(Originally published at EisenhowersLastSmoke.org on 7/15/2013)
The summer after I turned 12, I went to camp somewhere in upstate New York. My mom took me to stay with my grandparents in Brooklyn , and then my grandfather (remember Ike) drove us to the city to meet up with the bus to camp. I had spent a lot of holidays and long weekends in Brooklyn, and had hardly been to any other part of New York, city or otherwise.
I remember the car ride to that bus clearly. I remember literally wishing it would go on forever. Not that riding around with my mom and grandparents was my tween ideal of a good time, but I was terrified of getting out of the car, and starting the new adventure I was about to have. Sleep away camp. For eight weeks. On my own – no sister with me, no school friends, no friends of friends. I wanted to go to camp, but I dreaded getting on that bus.

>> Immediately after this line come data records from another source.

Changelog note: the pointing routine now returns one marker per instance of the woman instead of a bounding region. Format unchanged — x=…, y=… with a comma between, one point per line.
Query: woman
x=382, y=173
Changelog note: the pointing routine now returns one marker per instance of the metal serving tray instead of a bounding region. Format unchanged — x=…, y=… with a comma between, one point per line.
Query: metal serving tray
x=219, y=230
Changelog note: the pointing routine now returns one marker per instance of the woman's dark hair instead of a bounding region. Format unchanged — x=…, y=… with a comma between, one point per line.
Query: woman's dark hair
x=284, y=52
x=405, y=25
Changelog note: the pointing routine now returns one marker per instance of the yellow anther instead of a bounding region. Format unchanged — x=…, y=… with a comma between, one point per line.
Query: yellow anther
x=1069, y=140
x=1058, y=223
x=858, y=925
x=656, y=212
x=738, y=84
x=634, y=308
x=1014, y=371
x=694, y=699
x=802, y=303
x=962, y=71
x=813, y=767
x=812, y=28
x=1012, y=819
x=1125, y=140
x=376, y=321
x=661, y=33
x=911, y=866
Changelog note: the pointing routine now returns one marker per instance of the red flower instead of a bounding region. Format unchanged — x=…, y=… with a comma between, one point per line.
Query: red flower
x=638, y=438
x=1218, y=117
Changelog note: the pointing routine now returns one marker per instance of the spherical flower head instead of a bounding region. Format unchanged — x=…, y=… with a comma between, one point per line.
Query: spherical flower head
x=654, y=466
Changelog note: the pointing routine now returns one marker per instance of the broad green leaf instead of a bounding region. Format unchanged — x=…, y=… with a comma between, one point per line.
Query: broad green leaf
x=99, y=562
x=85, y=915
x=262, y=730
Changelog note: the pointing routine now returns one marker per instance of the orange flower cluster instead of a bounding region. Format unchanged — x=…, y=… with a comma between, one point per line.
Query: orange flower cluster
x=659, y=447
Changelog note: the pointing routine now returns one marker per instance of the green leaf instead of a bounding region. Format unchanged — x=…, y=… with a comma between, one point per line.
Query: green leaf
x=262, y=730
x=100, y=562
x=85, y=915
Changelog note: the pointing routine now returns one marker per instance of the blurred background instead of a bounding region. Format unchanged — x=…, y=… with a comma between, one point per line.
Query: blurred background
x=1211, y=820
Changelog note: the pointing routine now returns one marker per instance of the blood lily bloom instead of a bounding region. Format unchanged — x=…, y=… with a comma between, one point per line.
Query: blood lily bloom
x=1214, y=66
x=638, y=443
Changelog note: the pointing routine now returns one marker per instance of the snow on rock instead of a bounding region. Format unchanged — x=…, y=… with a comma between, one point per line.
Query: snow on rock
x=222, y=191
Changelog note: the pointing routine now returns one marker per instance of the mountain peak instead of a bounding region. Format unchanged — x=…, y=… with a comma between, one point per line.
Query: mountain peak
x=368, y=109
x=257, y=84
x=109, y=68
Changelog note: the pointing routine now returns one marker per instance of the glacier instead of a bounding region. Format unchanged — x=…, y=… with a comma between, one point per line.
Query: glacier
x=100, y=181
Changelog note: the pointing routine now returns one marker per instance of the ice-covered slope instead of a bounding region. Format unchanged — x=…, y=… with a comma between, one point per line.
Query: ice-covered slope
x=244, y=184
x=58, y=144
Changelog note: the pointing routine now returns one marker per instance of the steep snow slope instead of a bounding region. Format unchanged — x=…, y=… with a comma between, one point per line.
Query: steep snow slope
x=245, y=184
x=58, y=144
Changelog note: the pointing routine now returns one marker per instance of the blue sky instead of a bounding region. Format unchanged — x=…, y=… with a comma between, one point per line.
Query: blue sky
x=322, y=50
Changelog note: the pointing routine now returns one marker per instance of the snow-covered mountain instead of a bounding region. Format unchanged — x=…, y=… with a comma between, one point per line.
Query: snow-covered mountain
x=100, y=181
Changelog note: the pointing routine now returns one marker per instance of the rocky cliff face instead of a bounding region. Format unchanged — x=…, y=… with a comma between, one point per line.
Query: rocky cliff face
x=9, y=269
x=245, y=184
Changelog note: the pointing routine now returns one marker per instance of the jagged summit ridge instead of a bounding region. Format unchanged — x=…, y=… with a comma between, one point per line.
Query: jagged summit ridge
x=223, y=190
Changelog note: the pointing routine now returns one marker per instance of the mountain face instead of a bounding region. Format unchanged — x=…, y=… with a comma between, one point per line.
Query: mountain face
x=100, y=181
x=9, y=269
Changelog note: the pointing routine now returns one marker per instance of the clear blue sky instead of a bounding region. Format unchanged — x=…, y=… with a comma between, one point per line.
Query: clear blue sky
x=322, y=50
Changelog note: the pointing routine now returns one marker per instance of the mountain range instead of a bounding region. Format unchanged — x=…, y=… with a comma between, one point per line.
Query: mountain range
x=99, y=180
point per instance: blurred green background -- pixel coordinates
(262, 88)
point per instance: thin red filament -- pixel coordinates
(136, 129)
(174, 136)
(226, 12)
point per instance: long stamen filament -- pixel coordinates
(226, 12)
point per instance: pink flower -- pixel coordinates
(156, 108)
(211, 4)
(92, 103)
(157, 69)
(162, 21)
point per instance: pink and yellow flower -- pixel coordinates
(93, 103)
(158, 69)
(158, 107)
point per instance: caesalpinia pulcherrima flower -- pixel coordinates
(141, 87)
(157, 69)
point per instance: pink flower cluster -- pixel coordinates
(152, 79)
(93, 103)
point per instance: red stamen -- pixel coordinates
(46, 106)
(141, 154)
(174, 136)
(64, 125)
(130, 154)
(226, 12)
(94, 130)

That 7th-grade feeling returned this past weekend, as I packed and repacked for my Eisenhower Fellowship to Australia, New Zealand, and Singapore. I’ll hit about 10 different places in at least three climates over about five weeks. I’ll meet dozens of new people, and I’ll probably spend a lot of time alone.
Don’t get me wrong, I want to go on the fellowship. In fact, I cannot believe how lucky I am that I was chosen to have this experience or that I have such a supportive family and employer to enable me to do it. But traveling across the world, to a place I’ve never been, on my own, is frankly, as terrifying as it is exhilarating. Actually, more terrifying.
The plane ride to L.A. is like the car ride to the bus. I’m packed. I’m going. It’s really here and this is really happening. And now, all I can do is put one foot in front of the other. Follow my itinerary. Get to my hotel. And start exploring Australia and its health care system in search of ideas and insights to bring back home.
One of the best things my mother taught me was that I could always come home. Whenever I left on any trip or adventure, of which there have been many, my mom has always assured me that I could come home if it was terrible. And I’ve always believed her, that if I needed to bail, there’d be no judgment, and maybe even plane fare or a ride. But of course, I’ve never taken her up on it.
So Oz, here I come. One foot in front of the other. A laptop, a camera, a notebook, (yes, like with paper inside), and way too many outfits. But did I bring enough shoes?